The new study finds some dust events were transporting as many as 400 different species of bacteria, including some potentially harmful to human health, such as Staphylococcus and Bacillus species.
"Our data shows that dust mineral particles include the nucleotide fragments of pathogenic species," said lead author Teruya Maki of Kanazawa University in Japan. "Additionally, we have demonstrated that the fungi associated with dust events can enhance allergen levels by as much as 10 times [above baseline allergen levels]." The transport of bacteria such as Staphylococcus and Bacillus species could also lead to disease outbreaks in new human populations, he said.

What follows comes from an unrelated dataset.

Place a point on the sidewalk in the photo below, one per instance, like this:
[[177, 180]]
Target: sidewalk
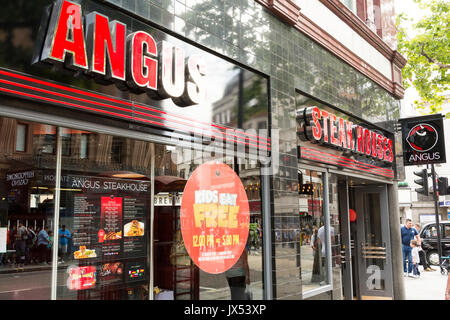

The team is the first to demonstrate the long-range transport of dust-associated microbes at high altitudes using a unique system of helicopter and balloon sampling methods, Maki said.
Along with sampling the dust using helicopters and balloons, the team also relied on two continuous monitoring stations installed on 10-meter high platforms for four months of the 2015 dust season. The stations were situated downwind of Asian-dust source region in Yongin, South Korea and Yonago, Japan that fall along the main Asian dust transport trajectory.
After collecting the samples, the team used fluorescent microscopic observation techniques to identify dust, biological particles and pollutants such as black carbon. They then extracted and sequenced short sections of genomic DNA from the biological particles to classify the microorganisms.
The team of scientists from Japan, Korea, Singapore and New Zealand found bacterial content of the dust was highest in early spring, while bacterial communities flourished from early spring into late summer. They also found the dust picked up additional bacteria as it traveled across new terrain: Samples collected on the island of Japan had higher contents of marine bacteria after being transported over water.
"These results indicate that bacteria in Asian dust transported over long distances, including oceans, may increase in community variation, and that variation is also associated with the seasonal changes of airborne bacteria from spring to summer," they wrote in the new study.
Dust events are expected to intensify worldwide in the coming decades due to climate change. Deserts are likely to become more arid and more frequent extreme weather events could stir up prevailing wind patterns.
This could enhance the long-range transport of disease-causing microbes and atmospheric pollutants such as black carbon.
Developing a database of atmospheric microbes could help provide air quality information for public health purposes, Maki said.